Executive Compensation and Related Information
Under the RSU and PRSU award agreements, a change in control will not be deemed to occur, for purposes of the treatment described in the award agreement in connection with a change in control, if TD Bank Financial Group acquires the Company’s outstanding shares of common stock or substantially all of the Company’s assets.
Under the PRSU award agreements, “retirement” generally means a termination by the Company of the executive’s employment with the Company other than for cause, death or disability after the executive has attained at least age 55 and at least ten years of continuous service with the Company. With respect to Mr. Hockey, if Mr. Hockey has served as CEO for at least five years, then the term “Retirement” under his PRSUs will have the same meaning as under his employment agreement.

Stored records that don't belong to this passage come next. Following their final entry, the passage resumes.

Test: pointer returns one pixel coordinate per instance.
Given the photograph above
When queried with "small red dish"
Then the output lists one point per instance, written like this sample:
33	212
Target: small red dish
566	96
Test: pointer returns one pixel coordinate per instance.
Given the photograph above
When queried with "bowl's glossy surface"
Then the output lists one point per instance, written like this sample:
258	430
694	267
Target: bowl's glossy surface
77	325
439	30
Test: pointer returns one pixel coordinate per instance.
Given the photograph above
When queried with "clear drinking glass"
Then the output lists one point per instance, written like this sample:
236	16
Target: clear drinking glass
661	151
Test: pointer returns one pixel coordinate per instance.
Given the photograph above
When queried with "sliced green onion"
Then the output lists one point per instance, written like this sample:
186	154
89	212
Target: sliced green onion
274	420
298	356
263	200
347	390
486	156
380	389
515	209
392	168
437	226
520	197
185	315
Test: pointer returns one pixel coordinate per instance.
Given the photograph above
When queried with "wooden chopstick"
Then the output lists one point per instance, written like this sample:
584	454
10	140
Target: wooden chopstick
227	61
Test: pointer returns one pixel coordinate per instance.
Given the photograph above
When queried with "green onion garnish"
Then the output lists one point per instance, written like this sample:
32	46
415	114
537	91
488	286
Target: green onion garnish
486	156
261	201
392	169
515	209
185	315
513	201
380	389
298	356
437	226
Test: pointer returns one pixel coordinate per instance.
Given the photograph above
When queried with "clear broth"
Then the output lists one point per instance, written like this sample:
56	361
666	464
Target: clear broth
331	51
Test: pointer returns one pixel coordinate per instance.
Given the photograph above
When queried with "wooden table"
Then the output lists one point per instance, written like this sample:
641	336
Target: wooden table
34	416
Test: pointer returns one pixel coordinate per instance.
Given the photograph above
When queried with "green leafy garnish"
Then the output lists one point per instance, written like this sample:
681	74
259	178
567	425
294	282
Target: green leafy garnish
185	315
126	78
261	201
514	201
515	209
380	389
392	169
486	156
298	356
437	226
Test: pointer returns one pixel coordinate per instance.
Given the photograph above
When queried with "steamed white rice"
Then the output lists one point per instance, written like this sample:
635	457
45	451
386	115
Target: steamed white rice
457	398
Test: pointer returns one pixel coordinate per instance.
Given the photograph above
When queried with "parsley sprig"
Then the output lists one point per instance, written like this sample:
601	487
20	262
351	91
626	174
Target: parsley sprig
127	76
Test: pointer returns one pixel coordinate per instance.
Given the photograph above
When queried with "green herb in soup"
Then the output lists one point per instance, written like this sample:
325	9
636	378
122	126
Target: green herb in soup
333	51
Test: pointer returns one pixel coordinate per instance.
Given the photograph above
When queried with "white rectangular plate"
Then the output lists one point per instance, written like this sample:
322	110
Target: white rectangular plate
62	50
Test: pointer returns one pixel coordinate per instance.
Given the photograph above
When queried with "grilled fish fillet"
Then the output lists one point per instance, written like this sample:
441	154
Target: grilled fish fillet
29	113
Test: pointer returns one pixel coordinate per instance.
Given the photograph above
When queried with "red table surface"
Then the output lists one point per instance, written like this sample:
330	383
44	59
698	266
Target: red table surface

Under the RSU award agreements (other than for Mr. Hockey), “retirement” generally means a termination by the Company of the executive’s employment with the Company other than for cause after the executive has attained age 55 and at least ten years of continuous service with the Company.
Under the RSU and PRSU award agreements (other than with respect to Mr. Hockey’s awards), “cause” generally means:
• | | failure to substantially perform the executive’s duties as an employee, other than due to illness, injury or disability; |
• | | willfully engaging in conduct which is materially injurious to the Company; |
• | | misconduct involving serious moral turpitude, or any conviction of, or plea of no contest to, a criminal offense arising out of a breach of trust, embezzlement or fraud committed against the Company by the executive in the course of his employment with the Company; |
• | | any violation of thenon-solicitation ornon-competition covenants under the award agreement; or |
• | | any other action that might be considered gross misconduct under the Company’s applicable associate handbook. |
Under Mr. Hockey’s RSU, PRSU and option award agreements, “cause” and “good reason” generally have the same meaning as provided in Mr. Hockey’s employment agreement.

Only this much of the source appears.